Find the second interval, approximation, and associated error.
$$ \begin{array}{rc|l} {\mbox{Finding the 2nd Interval}}\\ {} & x & f(x)\\ \hline \mbox{Current left-endpoint} & 5 & f(\red 5) =-625\\ \mbox{Midpoint} & 5.5 & f(\red{5.5}) = 535.25\\ \mbox{Current right-endpoint} & 6 & f(6) = 2059 \end{array} $$
Repeat Step 3 until the maximum error is smaller than the allowed tolerance.
$$ \begin{array}{rc|l} {\mbox{Finding the 3rd Interval}}\\ {} & x & f(x)\\ \hline \mbox{Current left-endpoint} & 5 & f(5) =-625\\ \mbox{Midpoint} & 5.25 & f(\red{5.25}) \approx -86.2\\ \mbox{Current right-endpoint} & 5.5 & f(\red{5.5}) = 535.25 \end{array} $$
$$ \begin{array}{rc|l} {\mbox{Finding the 4th Interval}}\\ {} & x & f(x)\\ \hline \mbox{Current left-endpoint} & 5.25 & f(\red{5.25}) \approx -86.2\\ \mbox{Midpoint} & 5.375 & f(\red{5.375}) \approx 213.7\\ \mbox{Current right-endpoint} & 5.5 & f(5.5) = 535.25 \end{array} $$
$$\frac 1 2 \cdot \sqrt[4]{12500} \approx 5.3125$$ with a maximum error of 0.0625.

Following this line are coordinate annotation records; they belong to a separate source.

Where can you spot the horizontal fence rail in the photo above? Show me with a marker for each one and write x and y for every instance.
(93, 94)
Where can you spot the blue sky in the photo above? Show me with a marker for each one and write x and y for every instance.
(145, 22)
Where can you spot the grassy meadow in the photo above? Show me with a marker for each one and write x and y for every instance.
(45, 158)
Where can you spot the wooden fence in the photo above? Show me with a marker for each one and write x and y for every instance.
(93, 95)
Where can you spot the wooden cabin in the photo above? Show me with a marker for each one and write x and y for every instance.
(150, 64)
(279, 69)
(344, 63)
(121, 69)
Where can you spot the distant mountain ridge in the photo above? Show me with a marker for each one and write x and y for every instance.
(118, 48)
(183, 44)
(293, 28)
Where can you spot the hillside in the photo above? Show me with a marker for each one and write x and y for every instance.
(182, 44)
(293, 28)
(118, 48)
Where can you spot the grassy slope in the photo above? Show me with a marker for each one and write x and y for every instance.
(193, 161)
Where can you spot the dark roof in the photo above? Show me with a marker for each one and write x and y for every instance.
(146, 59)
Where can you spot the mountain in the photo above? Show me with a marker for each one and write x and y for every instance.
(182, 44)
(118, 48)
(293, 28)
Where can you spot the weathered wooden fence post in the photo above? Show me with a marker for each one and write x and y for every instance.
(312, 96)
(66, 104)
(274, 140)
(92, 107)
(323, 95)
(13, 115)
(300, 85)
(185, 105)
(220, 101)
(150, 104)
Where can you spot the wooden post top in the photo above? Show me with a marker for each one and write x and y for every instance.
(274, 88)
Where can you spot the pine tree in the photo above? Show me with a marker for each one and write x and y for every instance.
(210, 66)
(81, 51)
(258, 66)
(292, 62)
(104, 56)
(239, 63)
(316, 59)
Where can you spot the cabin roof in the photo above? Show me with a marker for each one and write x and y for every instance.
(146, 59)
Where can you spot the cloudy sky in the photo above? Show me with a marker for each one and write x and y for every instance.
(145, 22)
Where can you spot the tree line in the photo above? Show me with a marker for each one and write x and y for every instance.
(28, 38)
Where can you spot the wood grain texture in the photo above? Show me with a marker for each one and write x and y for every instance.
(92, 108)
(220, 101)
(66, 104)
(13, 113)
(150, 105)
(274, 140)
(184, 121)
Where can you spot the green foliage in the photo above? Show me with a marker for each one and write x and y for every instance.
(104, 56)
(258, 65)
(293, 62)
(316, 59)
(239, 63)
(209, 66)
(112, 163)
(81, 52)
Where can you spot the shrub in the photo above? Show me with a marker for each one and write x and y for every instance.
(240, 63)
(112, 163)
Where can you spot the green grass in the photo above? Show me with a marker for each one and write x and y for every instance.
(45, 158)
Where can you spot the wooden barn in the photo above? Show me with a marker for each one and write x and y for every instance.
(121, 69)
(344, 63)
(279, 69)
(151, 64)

Solve $$0.5^n(b-a)$$ for $$n$$ when $$a = 2$$ and $$b = 5$$
$$ \\ \begin{align*} 0.5^n(5-2) & = 0.01\\ 0.5^n\cdot 3 & =\frac 1 {10}\\[6pt] \left(\frac 1 2\right)^n & = \frac 1 {30}\\[6pt] n\cdot \ln\left(\frac 1 2\right) & = \ln\left(\frac 1 {30}\right)\\[6pt] n\cdot\left(\ln 1 - \ln 2\right) & \ln 1 - \ln 30\\[6pt] -n\ln 2 & = - \ln 30\\[6pt] n & = \frac{\ln 30}{\ln 2}\\[6pt] & \approx 4.90732 \end{align*} \\ $$
We will need to use at least 5 iterations in order to ensure the accuracy.
Solve $$0.5^n(b-a) = 0.02$$ for $$n$$ when $$a = -1$$ and $$b = 1$$
$$ \\ \begin{align*} 0.5^n\left(1-(-1)\right) & = 0.02\\[6pt] \left(\frac 1 2\right)^n\cdot 2 & = \frac 1 {50}\\[6pt] \left(\frac 1 2\right)^n & = \frac 1 {100}\\[6pt] n\ln\left(\frac 1 2\right) & = \ln\left(\frac 1 {100}\right)\\[6pt] n\left(\ln 1 - \ln 2\right) & = \ln 1 - \ln 100\\[6pt] -n\ln 2 & = -\ln 100\\[6pt] n & = \frac{\ln 100}{\ln 2}\\[6pt] & \approx 6.64473 \end{align*} \\ $$
We will need at least 7 iterations before the error tolerance is reached.